Check the status anytime:
sudo systemctl status caddy
DNS Setup
For each domain/subdomain in your Caddyfile, you need a DNS A record pointing to your server's IP. At your domain registrar:
Type Name Value
A @ 130.x.x.x (bare domain)
A www 130.x.x.x (www subdomain)
A api 130.x.x.x (api subdomain)
A mcp 130.x.x.x (mcp subdomain)
All subdomains point to the same IP. Caddy figures out which site to serve based on the hostname in the request. This is called virtual hosting, and it means you can run dozens of sites on one server.
Firewall
Caddy needs ports 80 and 443 open. Port 80 is required even for HTTPS — Let's Encrypt uses it for certificate challenges.
If you're on Oracle Cloud (or any cloud provider), you need to open ports at two levels:
1. Cloud security list: Add ingress rules for ports 80 and 443 from 0.0.0.0/0.
2. OS firewall: Oracle's Ubuntu image ships with iptables rules that block everything except SSH, even when the cloud firewall allows it:
sudo iptables -I INPUT 6 -m state --state NEW -p tcp --dport 80 -j ACCEPT
sudo iptables -I INPUT 6 -m state --state NEW -p tcp --dport 443 -j ACCEPT
sudo netfilter-persistent save
This trips up a lot of people. Your Caddy config is correct, DNS is pointing right, but the site doesn't load — it's almost always the OS-level firewall.

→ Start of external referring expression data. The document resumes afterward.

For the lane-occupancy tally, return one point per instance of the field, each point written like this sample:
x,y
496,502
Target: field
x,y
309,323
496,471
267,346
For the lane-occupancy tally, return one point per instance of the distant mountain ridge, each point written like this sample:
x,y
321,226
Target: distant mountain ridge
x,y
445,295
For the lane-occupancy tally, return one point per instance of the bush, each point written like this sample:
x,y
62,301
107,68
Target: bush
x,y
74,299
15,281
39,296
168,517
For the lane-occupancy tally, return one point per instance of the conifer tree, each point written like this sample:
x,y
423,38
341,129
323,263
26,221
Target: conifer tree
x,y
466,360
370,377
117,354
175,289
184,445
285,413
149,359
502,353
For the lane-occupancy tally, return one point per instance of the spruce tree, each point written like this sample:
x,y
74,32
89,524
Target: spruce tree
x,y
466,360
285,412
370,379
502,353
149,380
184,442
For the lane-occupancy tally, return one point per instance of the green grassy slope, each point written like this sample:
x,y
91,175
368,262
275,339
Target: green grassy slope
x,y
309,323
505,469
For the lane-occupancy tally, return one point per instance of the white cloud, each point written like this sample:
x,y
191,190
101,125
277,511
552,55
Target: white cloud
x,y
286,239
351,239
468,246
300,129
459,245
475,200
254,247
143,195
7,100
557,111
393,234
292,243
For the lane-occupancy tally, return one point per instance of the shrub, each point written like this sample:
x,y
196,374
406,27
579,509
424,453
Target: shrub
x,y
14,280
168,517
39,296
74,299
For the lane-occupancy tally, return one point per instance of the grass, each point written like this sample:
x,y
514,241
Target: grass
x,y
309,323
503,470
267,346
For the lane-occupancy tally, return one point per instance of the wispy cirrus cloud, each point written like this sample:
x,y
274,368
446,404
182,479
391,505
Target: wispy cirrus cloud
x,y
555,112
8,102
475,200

Docker Services Behind Caddy
If you run Docker containers, they expose ports on localhost. Caddy proxies to them the same way:
# docker-compose.yml exposes port 3200
app.yourdomain.com {
reverse_proxy localhost:3200
}
# Another container on port 8080
dashboard.yourdomain.com {
reverse_proxy localhost:8080
}
Don't expose container ports to the public (0.0.0.0:3200). Bind them to localhost (127.0.0.1:3200) and let Caddy be the only thing facing the internet. This way all traffic goes through HTTPS and you have one place to manage access.
Logs and Debugging
Caddy logs to journald by default:
# Recent logs
sudo journalctl -u caddy --no-pager -n 50
# Follow live
sudo journalctl -u caddy -f
For per-site access logs, add a log directive:
yourdomain.com {
log {
output file /var/log/caddy/yourdomain.log
format json
}
root * /srv/www/yoursite
file_server
}
If a certificate isn't provisioning, check the logs. The most common issues:
- DNS not pointing to your server — Let's Encrypt can't reach you
- Port 80 blocked — the HTTP challenge needs it
- Rate limited — too many certificate requests (usually from testing). Wait an hour
The Full Stack
Combining this with a free Oracle Cloud VPS, here's what a complete self-hosted setup looks like:
- Grab a free ARM instance (4 OCPUs, 24GB RAM)
- Install Caddy (5 minutes)
- Point your domains (DNS A records)
- Write your Caddyfile (one block per site/service)
- Deploy your apps (static files, Docker containers, Node.js services)
Total cost: $0. Total time: under an hour. You get HTTPS, HTTP/2, reverse proxy, and virtual hosting for as many domains as you want — all on a machine with more RAM than most paid VPS plans.
The Caddyfile for our entire infrastructure is 20 lines. It runs two websites, an API, and an MCP server. Adding a new service is three lines and a DNS record. That's the kind of simplicity worth optimising for.